Why does everybody want to play fast?  I never was into keyboard acrobatics?  An odd fast phrase is fine but my preference is to feel and mean what I play.  I don't really need a lecture on how to practice.  I work away from home a lot and need something small and convenient that I can use to work on new material in a hotel room
 
And humble. Face it. None of us knows what we're doing. We're all a work in progress.
 
Ok with a laptop and for travelling assuming it's running windows. Scufffham S-Amps and an interface such as Focusrite Scarlett Solo ought to do the job.

Other software alternatives could be Peavey Revalver.

And a set of headphones and you are there.
 
For a versatile practice amp that won't break the bank, I have a Vamp 3 sitting here just rotting...

0403365305403_300X300.jpg

Bought it years ago when it first came out, and never really used it. Sounds surprisingly good, although I don't know that I'd use it for performance purposes. But for practice? It's the whip. First $50+shipping takes it.
 
They may be useful and sound good, but someone should be shot over those things. You can't step on it. You can't bolt it in.  What the heck are you supposed to do with it?
 
It's definitely not designed for roadwork - no question about that. It's basically a table-top device you use for practice purposes. Put it on the coffee table in the living room, plug in a set of headphones and call it good. If you get a headset with only one side, you can still have conversations, hear what's going on around the house, watch TV, etc. while still being able to wank and crank without bothering anybody.
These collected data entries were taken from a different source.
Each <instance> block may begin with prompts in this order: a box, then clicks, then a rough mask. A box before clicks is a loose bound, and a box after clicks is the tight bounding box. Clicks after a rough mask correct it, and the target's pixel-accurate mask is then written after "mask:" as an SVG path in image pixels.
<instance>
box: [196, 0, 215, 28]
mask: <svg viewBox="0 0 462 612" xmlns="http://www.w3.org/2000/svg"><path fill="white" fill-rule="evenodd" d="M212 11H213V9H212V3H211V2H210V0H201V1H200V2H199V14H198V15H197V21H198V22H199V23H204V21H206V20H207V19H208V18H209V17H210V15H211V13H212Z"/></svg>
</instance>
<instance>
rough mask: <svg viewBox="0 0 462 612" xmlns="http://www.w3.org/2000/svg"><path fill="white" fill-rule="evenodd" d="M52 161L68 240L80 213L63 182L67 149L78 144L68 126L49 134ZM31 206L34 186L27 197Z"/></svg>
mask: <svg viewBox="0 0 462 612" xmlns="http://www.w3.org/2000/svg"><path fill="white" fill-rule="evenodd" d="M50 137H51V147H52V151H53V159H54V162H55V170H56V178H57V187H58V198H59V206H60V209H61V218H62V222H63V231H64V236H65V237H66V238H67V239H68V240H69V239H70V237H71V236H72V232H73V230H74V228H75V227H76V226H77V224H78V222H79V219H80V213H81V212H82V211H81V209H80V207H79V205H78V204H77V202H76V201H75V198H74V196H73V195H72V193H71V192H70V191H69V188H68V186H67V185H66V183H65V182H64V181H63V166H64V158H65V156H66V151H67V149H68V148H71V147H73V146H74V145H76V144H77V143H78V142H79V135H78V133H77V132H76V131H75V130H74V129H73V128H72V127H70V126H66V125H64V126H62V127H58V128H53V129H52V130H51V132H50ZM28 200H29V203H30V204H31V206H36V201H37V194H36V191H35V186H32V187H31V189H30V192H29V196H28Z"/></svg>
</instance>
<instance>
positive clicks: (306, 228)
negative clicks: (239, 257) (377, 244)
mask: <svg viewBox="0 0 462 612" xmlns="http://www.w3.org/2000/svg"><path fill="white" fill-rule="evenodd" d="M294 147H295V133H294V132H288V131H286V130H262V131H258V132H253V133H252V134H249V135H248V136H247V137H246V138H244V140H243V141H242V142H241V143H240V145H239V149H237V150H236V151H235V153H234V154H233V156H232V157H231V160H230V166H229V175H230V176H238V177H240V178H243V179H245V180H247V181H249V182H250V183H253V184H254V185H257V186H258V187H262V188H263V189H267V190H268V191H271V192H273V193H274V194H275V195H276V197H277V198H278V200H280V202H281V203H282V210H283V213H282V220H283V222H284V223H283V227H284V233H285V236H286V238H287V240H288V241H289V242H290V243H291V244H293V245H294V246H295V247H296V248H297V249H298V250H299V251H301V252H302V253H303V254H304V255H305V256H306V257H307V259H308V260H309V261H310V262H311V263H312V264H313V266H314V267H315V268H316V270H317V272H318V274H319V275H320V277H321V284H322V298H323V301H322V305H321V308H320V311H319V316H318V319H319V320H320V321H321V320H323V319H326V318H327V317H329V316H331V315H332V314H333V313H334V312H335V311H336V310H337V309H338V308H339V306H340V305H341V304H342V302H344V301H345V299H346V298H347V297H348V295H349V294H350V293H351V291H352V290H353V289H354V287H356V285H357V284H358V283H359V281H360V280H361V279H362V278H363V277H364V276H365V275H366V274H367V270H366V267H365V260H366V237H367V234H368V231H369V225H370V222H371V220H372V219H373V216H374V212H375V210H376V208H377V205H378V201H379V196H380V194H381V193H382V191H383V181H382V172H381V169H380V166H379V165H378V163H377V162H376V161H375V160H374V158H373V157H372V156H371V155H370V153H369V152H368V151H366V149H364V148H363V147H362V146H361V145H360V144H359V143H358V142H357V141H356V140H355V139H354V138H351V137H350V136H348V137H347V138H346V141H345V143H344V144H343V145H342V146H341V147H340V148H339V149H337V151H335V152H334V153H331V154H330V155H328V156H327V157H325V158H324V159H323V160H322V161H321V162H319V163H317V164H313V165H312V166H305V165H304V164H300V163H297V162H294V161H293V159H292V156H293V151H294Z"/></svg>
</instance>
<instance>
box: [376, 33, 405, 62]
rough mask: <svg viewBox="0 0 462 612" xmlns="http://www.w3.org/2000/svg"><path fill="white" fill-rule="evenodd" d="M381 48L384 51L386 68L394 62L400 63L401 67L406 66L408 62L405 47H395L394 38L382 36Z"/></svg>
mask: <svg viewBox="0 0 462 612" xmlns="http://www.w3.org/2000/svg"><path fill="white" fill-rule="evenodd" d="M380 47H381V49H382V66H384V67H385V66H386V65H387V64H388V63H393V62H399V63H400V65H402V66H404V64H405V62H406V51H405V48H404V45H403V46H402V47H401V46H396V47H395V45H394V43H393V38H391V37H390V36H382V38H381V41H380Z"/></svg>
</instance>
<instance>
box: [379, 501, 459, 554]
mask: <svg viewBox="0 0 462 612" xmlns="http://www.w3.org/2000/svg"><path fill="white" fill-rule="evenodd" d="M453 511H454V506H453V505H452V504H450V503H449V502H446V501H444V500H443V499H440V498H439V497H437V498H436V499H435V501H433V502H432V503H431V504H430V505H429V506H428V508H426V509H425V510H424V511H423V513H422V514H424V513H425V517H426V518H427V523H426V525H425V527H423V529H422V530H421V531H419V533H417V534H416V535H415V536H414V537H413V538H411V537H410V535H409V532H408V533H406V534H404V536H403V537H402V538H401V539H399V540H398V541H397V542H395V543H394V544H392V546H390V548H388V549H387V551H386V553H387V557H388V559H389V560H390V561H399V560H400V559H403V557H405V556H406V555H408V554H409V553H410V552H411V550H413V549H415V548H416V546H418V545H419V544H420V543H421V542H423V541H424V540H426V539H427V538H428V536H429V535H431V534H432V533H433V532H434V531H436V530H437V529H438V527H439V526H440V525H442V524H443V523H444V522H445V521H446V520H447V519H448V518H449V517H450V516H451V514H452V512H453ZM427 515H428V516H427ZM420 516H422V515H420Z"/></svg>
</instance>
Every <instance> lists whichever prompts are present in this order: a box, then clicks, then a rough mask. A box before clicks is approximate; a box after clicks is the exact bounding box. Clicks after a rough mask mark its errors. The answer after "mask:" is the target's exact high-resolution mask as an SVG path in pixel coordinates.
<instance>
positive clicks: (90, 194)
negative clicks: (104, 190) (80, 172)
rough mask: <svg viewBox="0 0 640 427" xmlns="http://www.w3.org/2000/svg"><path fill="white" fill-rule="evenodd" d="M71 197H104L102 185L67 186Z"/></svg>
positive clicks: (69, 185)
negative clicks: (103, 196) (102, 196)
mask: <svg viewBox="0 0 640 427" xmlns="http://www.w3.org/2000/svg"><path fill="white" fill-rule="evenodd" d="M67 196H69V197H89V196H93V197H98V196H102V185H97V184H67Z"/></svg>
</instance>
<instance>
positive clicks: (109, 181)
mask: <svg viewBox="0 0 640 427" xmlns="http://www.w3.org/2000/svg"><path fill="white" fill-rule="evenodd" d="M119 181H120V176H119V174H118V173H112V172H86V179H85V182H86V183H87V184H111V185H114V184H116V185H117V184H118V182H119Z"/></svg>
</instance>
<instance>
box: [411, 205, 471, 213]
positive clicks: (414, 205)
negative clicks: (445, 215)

Or, get a stereo headset so you can get the full effect of modulation stuff like flangers, phasers, reverb, delay, etc. Anybody who ever had fun with the old Tom Scholtz Rockmans or anything like that would love this thing, as it's a million times better. It has amp and cab emulations along with a generous mittenful of effects, and while it's no AxeFx, it's still a lotta fun.
 
I know you can plug into a $70 jr. modeler and into your computer, and you can buy a $2,000 "audio interface" from Sweetwater too. Conversion rate? or conversion betteriness? seems to be the big whoop. I do kind of hope there's some big difference, but I also know you can drive a $1,400,000 Ferrari "LaFerrari" to the store to get a can of cat food. I think I use to like Sweetwater better when it was just me n' them.